Resolvemos fundar o nosso. Um espaço não comercial, de resistência. Mais um trabalho de militância, voluntário, por suposto. Jaime propôs um jornal; eu, uma revista. O nome eu escolhi (ele queria Bacurau). Dividimos as tarefas. A capa ficou com ele, a linha editorial também.

Correr atrás da grana ficou por minha conta. A paleta de cores, depois de larga prosa, Jaime fechou questão – “nossas cores vão ser o vermelho e o amarelo, porque revista tem que ter cor de luta, cor vibrante” (eu queria verde-floresta). Na paz, acabei enfiando um branco.

Fizemos a primeira edição da Xapuri lá mesmo, na Reserva, em uma noite. Optamos por centrar na pauta socioambiental. Nossa primeira capa foi sobre os povos indígenas isolados do Acre: ‘Isolados, Bravos, Livres: Um Brasil Indígena por Conhecer”. Depois de tudo pronto, Jaime inventou de fazer uma outra boneca, “porque toda revista tem que ter número zero”.

Dessa vez finquei pé, ficamos com a capa indígena. Voltei pra Brasília com a boneca praticamente pronta e com a missão de dar um jeito de imprimir. Nos dias seguintes, o Jaime veio pra Formosa, pra convencer minha irmã Lúcia a revisar a revista, “de grátis”. Com a primeira revista impressa, a próxima tarefa foi montar o Conselho Editorial.

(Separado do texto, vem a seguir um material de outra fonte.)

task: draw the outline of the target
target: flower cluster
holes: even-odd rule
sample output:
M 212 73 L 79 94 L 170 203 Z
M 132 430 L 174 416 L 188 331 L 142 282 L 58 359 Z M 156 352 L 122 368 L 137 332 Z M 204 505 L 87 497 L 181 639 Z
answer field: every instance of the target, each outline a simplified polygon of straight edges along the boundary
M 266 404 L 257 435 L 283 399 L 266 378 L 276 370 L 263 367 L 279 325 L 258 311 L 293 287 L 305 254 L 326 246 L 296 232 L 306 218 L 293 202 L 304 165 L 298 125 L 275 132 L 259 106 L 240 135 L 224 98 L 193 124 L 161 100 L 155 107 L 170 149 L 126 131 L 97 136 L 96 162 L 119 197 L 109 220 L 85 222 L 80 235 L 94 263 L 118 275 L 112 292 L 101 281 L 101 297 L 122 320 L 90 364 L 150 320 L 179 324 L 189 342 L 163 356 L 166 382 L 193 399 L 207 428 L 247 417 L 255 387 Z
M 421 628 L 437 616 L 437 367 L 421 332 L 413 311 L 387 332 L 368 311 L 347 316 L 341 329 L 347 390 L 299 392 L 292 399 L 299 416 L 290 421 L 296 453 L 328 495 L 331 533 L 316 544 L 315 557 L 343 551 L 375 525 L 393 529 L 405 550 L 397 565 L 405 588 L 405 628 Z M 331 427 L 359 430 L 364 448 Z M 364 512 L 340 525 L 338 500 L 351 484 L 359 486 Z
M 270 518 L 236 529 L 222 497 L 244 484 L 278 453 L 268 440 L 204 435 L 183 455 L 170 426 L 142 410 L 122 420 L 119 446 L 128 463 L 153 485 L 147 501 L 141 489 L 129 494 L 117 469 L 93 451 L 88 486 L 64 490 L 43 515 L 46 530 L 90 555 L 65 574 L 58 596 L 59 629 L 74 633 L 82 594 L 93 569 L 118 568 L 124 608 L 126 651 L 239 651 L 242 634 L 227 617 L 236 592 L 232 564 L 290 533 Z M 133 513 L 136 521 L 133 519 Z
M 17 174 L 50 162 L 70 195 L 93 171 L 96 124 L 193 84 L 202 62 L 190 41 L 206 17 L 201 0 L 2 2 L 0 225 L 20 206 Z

Jaime fez questão de visitar, explicar o projeto e convidar pessoalmente cada conselheiro e cada conselheira (até a doença agravar, nos seus últimos meses de vida, nunca abriu mão dessa tarefa). Daqui rumamos pra Goiânia, para convidar o arqueólogo Altair Sales Barbosa, nosso primeiro conselheiro. “O mais sabido de nóis,” segundo o Jaime.

Trilhamos uma linda jornada. Em 80 meses, Jaime fez questão de decidir, mensalmente, o tema da capa e, quase sempre, escrever ele mesmo. Às vezes, ligava pra falar da ótima ideia que teve, às vezes sumia e, no dia certo, lá vinha o texto pronto, impecável.

Na sexta-feira, 9 de julho, quando preparávamos a Xapuri 81, pela primeira vez em sete anos, ele me pediu para cuidar de tudo. Foi uma conversa triste, ele estava agoniado com os rumos da doença e com a tragédia que o Brasil enfrentava. Não falamos em morte, mas eu sabia que era o fim.

Hoje, cá estamos nós, sem as capas do Jaime, sem as pautas do Jaime, sem o linguajar do Jaime, sem o jaimês da Xapuri, mas na labuta, firmes na resistência. Mês sim, mês sim de novo, como você sonhava, Jaiminho, carcamos porva e, enfim, chegamos à nossa edição número 100. E, depois da Xapuri 100, como era desejo seu, a gente segue esperneando.

Fica tranquilo, camarada, que por aqui tá tudo direitim.